Boxing has first openly gay competitor

The Pugilist

View photo

.

Orlando Cruz

A Puerto Rican featherweight has publicly announced he is homosexual, making him the first openly gay active boxer in history.

Orlando Cruz, 18-2-1 in 21 fights, is ranked as the world's number four at 126lbs by the WBO and was part of the Puerto Rico Olympic boxing team at the 2000 Sydney Olympics along with Miguel Cotto and Ivan Calderon.

In a press release, the 31-year-old Cruz said: "I've been fighting for more than 24 years and as I continue my ascendant career, I want to be true to myself.

"I want to try to be the best role model I can be for kids who might look into boxing as a sport and a professional career.

"I have and will always be a proud Puerto Rican.
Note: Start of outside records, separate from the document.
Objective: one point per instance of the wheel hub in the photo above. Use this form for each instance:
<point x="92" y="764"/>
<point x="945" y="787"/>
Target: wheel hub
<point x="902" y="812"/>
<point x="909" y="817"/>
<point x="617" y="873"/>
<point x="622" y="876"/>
I have always been and always will be a proud gay man."

Cruz has been boxing since he was seven and boasted an amateur record of 178-11, taking in seven national titles in his homeland and seven international gold medals.

He turned pro shortly after the Sydney Games and won his first professional fight on December 15 2000 against Alfredo Valdez.

His highest profile bouts came with the end of his unbeaten record with back-to-back defeats against Cornelius Lock and Daniel Ponce De Leon in 2009 and 2010, the former battle taking place on the undercard of Mayweather-Marquez.

Cruz is due to further discuss his announcement and its potential ramifications in a sit-down televised interview next week.

He has won his last two fights since being stopped by Lock and De Leon and defends his WBO NABO title against Jorge Pazos on October 19 in Kissimmee.

Boxing's overly-masculine nature and the bloodthirsty stereotype stuck to its fanbase are regarded as the main reasons no active boxer before Cruz has 'come out of the closet' and made their homosexuality public, despite the law of averages suggesting that more fighters are gay.

Time will tell if this will be a first which opens the proverbial floodgates to any active boxers who are homosexual but have kept their private life as just that, private.

While not a top-line competitor, Cruz throughout his career has maintained a win percentage and landed knockouts that in future should help put the dated stigma around homosexuality in fighting sports out for the count once and for all.